SATUJABAR, BEKASI–Tempat Penampungan Sampah Terakhir (TPST) Bantargebang, Kota Bekasi, Jawa Barat, longsor menimbun empat orang ditemukan tewas. Proses pencarian korban lainnya diduga masih tertimbun sampah, masih dilakukan
Longsor gunungan sampah di Tempat Penampungan Sampah Terakhir (TPST) Bantargebang, Kota Bekasi, terjadi Minggu (08/03/2026) siang, sekitar pukul 14.00 WIB. Musibah longsor sampah terjadi tiba-tiba lamgsung menimbun truk sampah dan warung.
Empat orang ditemukan tewas tertimbun gunungan sampah. Warga selamat di lokasi kejadian, langsung berlarian meminta tolong.
“Saksi melihat warga di lokasi kejadian berlarian meminta tolong saat terjadi longsor (sampah). Longsor dari gunungan sampah, yang tiba-tiba runtuh hingga menutup jalan dan menimpa truk-truk sampah dan warung,” ujar Kapolres Metro Bekasi, Kota Kombes Kusumo, dalam keterangannya kepada wartawan, Senin (09/03/2026).
Kejadian longsor sampah cepat tersebar melalui grup komunikasi dan perpesanan keamanan TPST Bantargebang. Pihak kepolisian dari Polsek Bantargebang dan Polres Metro Bekasi Kota langsung datang ke lokasi kejadian setelah menerima informasi.
Musibah longsor di TPST Bantargebang, disebabkan terjadi hujan lebat dengan durasi cukup lama. Longsor terjadi saat truk-truk sampah sedang memgantre untuk bongkar dan menurunkan muatan sampah.
“Saat truk sampah sedang antre melakukan pembongkaran dan menurunkan muatan sampah, tiba-tiba longsor. Gunungan sampah menimpa lima unit truk dan satu warung,” kata Kepala BPBD DKI Jakarta, Isnawa Adji, dalam keterangannya, Senin (09/03/2026).

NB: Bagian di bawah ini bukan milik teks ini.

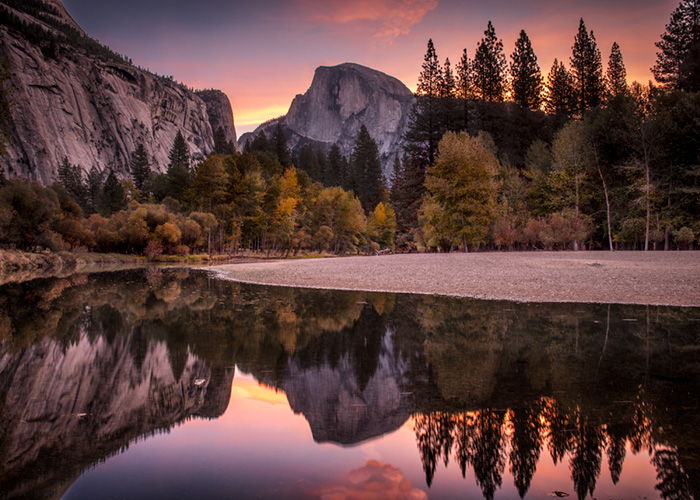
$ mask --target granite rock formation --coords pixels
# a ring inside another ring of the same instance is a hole
[[[382,171],[388,177],[414,100],[403,83],[374,69],[353,63],[321,66],[311,87],[294,98],[287,114],[243,134],[239,148],[261,130],[269,138],[279,123],[290,150],[297,154],[311,142],[325,147],[337,143],[349,156],[364,124],[379,147]]]
[[[61,22],[79,28],[59,0],[47,4]],[[25,23],[54,29],[5,9]],[[64,157],[85,170],[112,168],[126,175],[139,143],[154,168],[164,171],[178,130],[194,160],[214,149],[212,126],[221,126],[235,142],[231,105],[221,92],[198,94],[126,60],[99,58],[68,43],[47,50],[12,26],[0,26],[0,58],[10,70],[9,133],[0,160],[8,175],[49,184]]]

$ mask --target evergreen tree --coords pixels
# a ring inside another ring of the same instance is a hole
[[[102,193],[98,197],[97,206],[100,214],[105,217],[119,212],[126,206],[126,194],[114,170],[109,170]]]
[[[622,53],[617,42],[613,43],[610,51],[606,76],[605,83],[609,98],[627,94],[627,70],[625,70],[625,63],[622,61]]]
[[[571,76],[579,114],[600,104],[605,90],[603,65],[593,31],[588,33],[583,19],[572,47]]]
[[[489,21],[484,38],[477,46],[472,61],[474,93],[485,101],[502,101],[506,84],[506,57],[503,42]]]
[[[404,135],[405,149],[423,168],[435,161],[438,142],[446,129],[441,119],[440,89],[442,86],[442,68],[431,39],[428,40],[423,69],[418,77],[416,102],[411,110],[408,130]]]
[[[471,64],[467,56],[467,49],[462,52],[462,58],[457,63],[457,78],[455,82],[457,97],[461,100],[461,128],[467,130],[469,126],[469,102],[472,98]]]
[[[455,77],[452,73],[452,67],[450,66],[450,59],[445,59],[445,68],[442,72],[442,81],[440,82],[439,96],[442,98],[449,98],[455,96]]]
[[[264,153],[271,150],[270,142],[267,140],[267,136],[263,130],[258,132],[253,142],[250,143],[250,148],[248,148],[249,153]]]
[[[513,60],[510,65],[513,100],[525,109],[539,109],[542,104],[542,75],[525,30],[520,31],[515,51],[510,57]]]
[[[326,178],[328,176],[328,158],[326,158],[326,153],[323,152],[321,144],[316,145],[316,165],[318,165],[318,180],[322,182],[324,186],[328,186],[326,183]]]
[[[345,181],[345,171],[343,165],[343,155],[340,147],[333,144],[328,151],[328,168],[326,168],[326,186],[342,186]]]
[[[275,133],[272,134],[272,144],[275,148],[277,161],[279,161],[284,168],[288,168],[291,165],[291,158],[289,156],[289,148],[287,147],[287,139],[284,136],[284,131],[279,122],[277,122],[277,127],[275,127]]]
[[[78,205],[85,206],[85,184],[83,184],[82,170],[78,165],[71,165],[68,157],[64,157],[58,166],[58,182],[73,197]]]
[[[556,59],[547,75],[544,108],[548,113],[571,116],[576,109],[576,98],[571,75],[563,62]]]
[[[175,135],[173,147],[170,149],[170,153],[168,153],[168,160],[170,160],[168,169],[174,165],[182,165],[187,170],[190,168],[190,150],[187,148],[187,142],[185,142],[185,138],[179,130]]]
[[[190,152],[185,138],[178,130],[173,147],[168,154],[170,163],[165,174],[165,195],[182,201],[189,187],[192,173],[190,172]],[[105,181],[106,184],[106,181]]]
[[[700,0],[681,0],[656,42],[656,81],[669,88],[700,91]]]
[[[223,127],[219,127],[214,132],[214,153],[218,155],[226,155],[232,153],[231,144],[226,141],[226,132]]]
[[[86,179],[87,207],[85,213],[92,214],[97,211],[97,201],[102,192],[102,174],[96,167],[92,167]]]
[[[151,165],[148,161],[148,153],[143,143],[140,143],[131,155],[131,178],[134,179],[134,187],[144,194],[144,198],[148,198],[144,192],[148,177],[151,175]]]
[[[369,213],[382,201],[384,183],[379,148],[364,124],[360,127],[350,160],[352,189]]]
[[[299,170],[306,172],[315,181],[321,181],[318,159],[311,144],[304,145],[299,152]]]

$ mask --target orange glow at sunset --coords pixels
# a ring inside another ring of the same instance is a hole
[[[127,15],[131,3],[138,19]],[[473,57],[489,20],[508,61],[520,30],[527,32],[546,78],[555,58],[569,65],[583,18],[604,69],[618,42],[628,81],[647,83],[653,80],[654,44],[678,2],[208,0],[194,11],[185,2],[170,2],[167,9],[159,4],[65,0],[86,31],[135,64],[197,88],[223,90],[240,135],[285,114],[318,66],[355,62],[415,90],[429,38],[440,61],[449,58],[454,67],[464,48]]]

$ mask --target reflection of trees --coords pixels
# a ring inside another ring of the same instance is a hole
[[[589,413],[579,406],[564,407],[552,398],[508,412],[485,409],[416,413],[414,431],[426,483],[432,484],[437,464],[442,460],[447,466],[452,455],[463,477],[468,468],[473,470],[486,499],[494,498],[508,465],[523,498],[530,488],[542,447],[546,446],[555,464],[568,457],[574,491],[579,499],[584,499],[594,494],[603,453],[607,453],[610,474],[613,483],[617,483],[629,446],[635,454],[647,451],[652,454],[659,480],[657,489],[663,498],[692,498],[688,475],[677,450],[659,442],[654,426],[650,425],[655,417],[649,405],[640,399],[634,406],[626,420],[609,423],[597,420],[595,411]],[[638,443],[644,443],[645,447],[636,447]]]
[[[510,471],[518,494],[523,498],[530,489],[530,482],[535,475],[542,451],[540,405],[533,404],[526,408],[512,410],[510,422],[512,426]]]

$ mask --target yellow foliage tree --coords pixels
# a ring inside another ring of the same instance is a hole
[[[380,202],[369,215],[367,226],[370,236],[379,243],[380,247],[394,250],[396,212],[391,206]]]

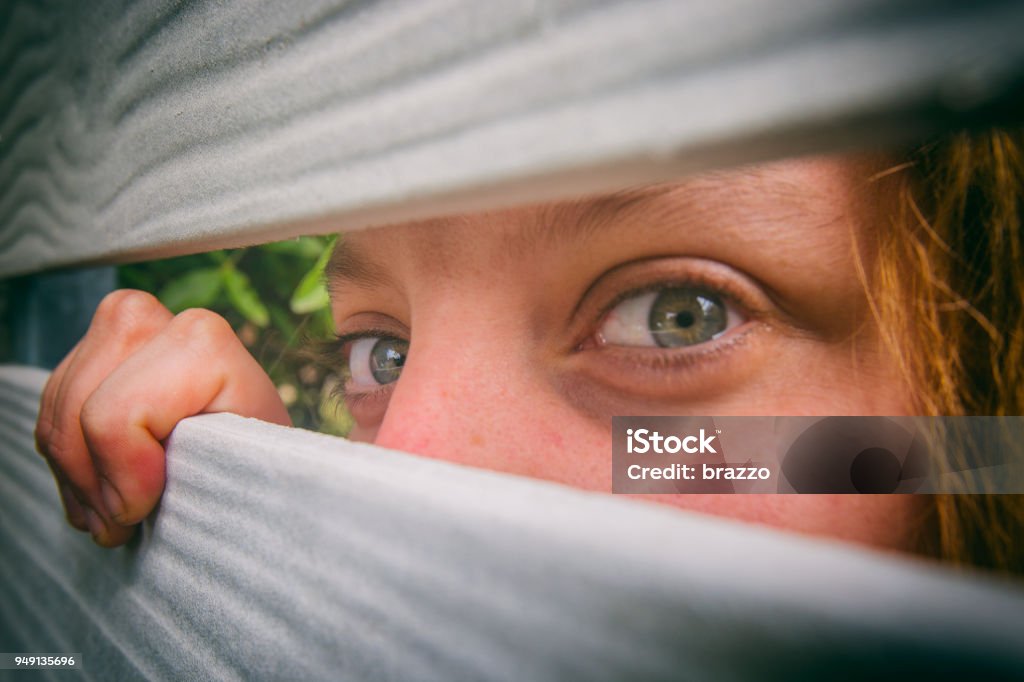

Korban yang ditemukan tewas tertimbun longsor sampah sudah dievakuasi. Proses pencarian masih dilakukan rerhadap korban lainnya yang diduga masih tertimbun dengan menerjunkan 20 unit ekskavator.
1. Enda Widayanti (perempuan/pemilik warung).
2. Sumine (perempuan/pemilik warung).
3. Dedi Sutrisno (laki-laki/sopir truk).
4. Irwan Suprihatin (laki-laki/sopir truk).